Change of the S/N ratio with the setting of CCD detector

Change of the readout noise

The below figure is the change of readout noise. The lower the read frequency, the lower the read noise, and it is clear that even weak signals can be detected without being buried in the noise. However, since the time required for reading increases, if the S / N ratio is sufficient, it is possible to perform measurement in a short time by using high-speed reading.

Change of dark current noize

The cause of dark current is the heat of the CCD. Therefore, the CCD is cooled to suppress dark current. However, the dark current increases when the CCD does not cool down to the specified temperature, such as immediately after power-on. The figure below shows the change in dark current due to the cooling temperature. It can be seen that dark current increases with temperature rise and dark shot noise increases accordingly.
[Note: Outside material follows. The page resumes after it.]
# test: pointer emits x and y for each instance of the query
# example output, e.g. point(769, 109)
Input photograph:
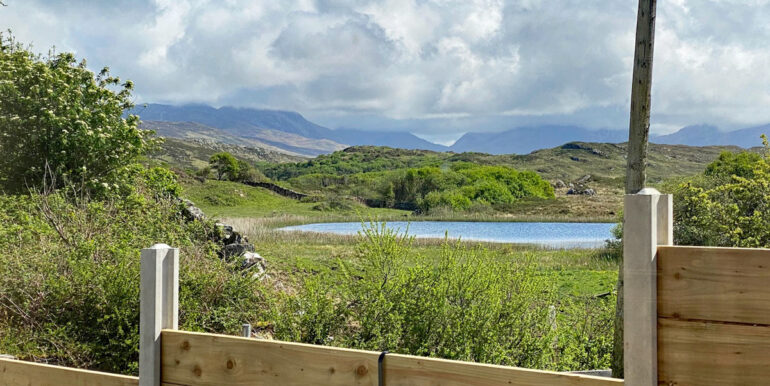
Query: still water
point(555, 235)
Also, since the dark current increases in proportion to the exposure time, the magnitude of the CCD changes with the exposure time even at the same temperature.

Basically, the dark current noise can not be reduced, but if the baseline is larger than usual, check the temperature of the CCD once.

S/N improvement by using binning

Binning is the addition of adjacent pixel signals. Binning with a CCD increases the signal intensity and reduces the number of readouts, which reduces the noise associated with the readout. The following shows the change in spectrum due to binning. You can see that the signal strength is increased by binning. However, spatial resolution decreases in inverse proportion to the number of binnings because data of adjacent points is added. Therefore, it is used when you want to measure the S / N ratio high or you want to reduce the measurement data size when you do not need much spatial resolution.

Change the signal intensity by etalonning

Although it differs from noise, in visible CCDs, the oscillation of spectral intensity due to the interference of the CCD substrate appears in the near infrared region. This is called Etaloning. The graph below is the spectrum when using a 785 nm laser for the excitation wavelength. Etaloning occurs at wavelengths of 880 nm and above. If the signal is weak, the signal may be buried under the influence of etaloning. The magnitude of this etaloning depends on the type of CCD detector. For this reason, it is recommended to select a CCD with reduced etaloning when performing a lot of measurements in the near infrared region.